Flipping the switch on the first Emirates Electric Vehicle Road Trip
Four Tesla Model S cars, a Renault Zoe, far left, and a Tesla Model X, with its falcon-wing doors open, centre, on the Emirates EVRT, near Jebel Jais. Courtesy James Wight / Global EVRT
In the land of four-wheel drives and supercars, the petrol engine is king. But it doesn’t have to be that way, say the region’s small but growing community of electric-vehicle (EV) owners.
Mohamed Alfahhad, owner of a Tesla Model S P85D, and the first person to import an electric vehicle into Saudi Arabia, recently joined five other UAE-based Tesla owners, three Renault Zoe drivers and a globetrotting Dutch sustainability advocate in his retrofitted 2009 Volkswagen Golf for the inaugural Emirates Electric Vehicle Road Trip (EVRT) last week, part of a global initiative to raise awareness of sustainable energy.
Alfahhad had to ship his battery-¬run pride and joy to Dubai on a trailer because of an absence of charging stations between Saudi Arabia and here. He’s one of the most enthusiastic "volt-heads" around.
"You plug it in at home, just like a phone; charge and go. What’s not to love?" he says. Although speed-lovers might also note that the car can accelerate faster than a Bugatti Veyron, taking 2.8 seconds to go from 0 to 60kph with a top speed of 250kph.
Road to sustainability
The four-day Emirates-wide tour was the brainchild of Ben Pullen, founder and managing director of Global EVRT, the company behind the idea to bring the road trip to the UAE for the first time. The event had the dual goal of raising awareness of the potential for EV adoption in the region and accelerating the low-carbon future agenda, as well as launching a series of charging stations sponsored by the French energy company Engie at hotel locations in Ras Al Khaimah, Fujairah and Abu Dhabi.
With the number of vehicles on the road in the UAE doubling from 2006 to 2014, Pullen believes the Emirates is primed to lead the way in green solutions to sustainable-transportation challenges. "With year-round sunshine and as a country where people love their cars, Dubai, and the UAE, is probably the best place in the world for EVs, especially with advancements in solar-energy technology," he says.
"With the additional charging stations, this opens up the UAE roads to over 750 kilometres of EV driving, without having to worry about if and where you can charge."
Engie’s 10 new charging stations will add to more than 100 Dewa-¬installed stations in Dubai, and Sharjah’s first two locations, launched by Sharjah Investment and Development Authority (Shurooq) last year.
Charging a Tesla.

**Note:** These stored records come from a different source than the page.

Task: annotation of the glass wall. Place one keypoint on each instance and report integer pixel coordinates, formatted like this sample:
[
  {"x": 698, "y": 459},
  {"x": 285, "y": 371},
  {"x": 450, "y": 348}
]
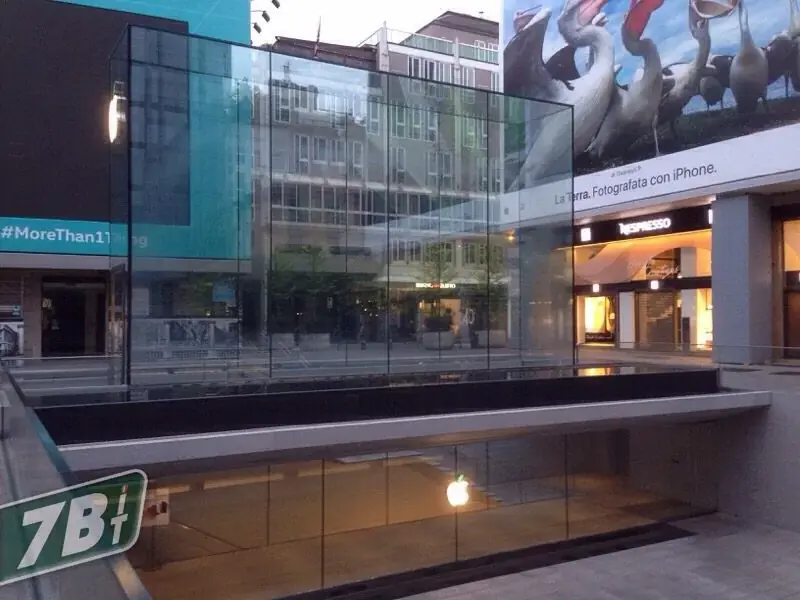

Courtesy James Wight / Global EVRT
"From a cost perspective, if we charge the Renault Zoe, which has a 42kW battery, multiplied by the Dewa rate of 29 fils [per kW], this works out at [a total of] Dh12 with a range of up to 350 kilometres," Pullen says.
The Tesla Model S and ¬Model X, with its falcon-wing doors that conjure memories of the iconic DeLorean DMC-12 used in Back to the Future, obviously come with a hefty price tag, and these examples are all direct imports.
"The economics are there in the long run, but at this point this isn’t the driving factor, it’s simply that these are incredible cars," Pullen says.
Renault Zoe owner Salman ¬Hussain, from Dubai, found his car on Dubizzle, and signed up for the road trip partly to see whether his 120km limited-range vehicle could make it all the way (it did), and to be part of the movement to demonstrate EVs as a sustainable business model. "Dewa has installed lots of charging stations, but as yet, the car distributors aren’t up to speed in terms of their offerings. The Zoe is great, but at some point I will be looking for something in the bigger capacity range," he says.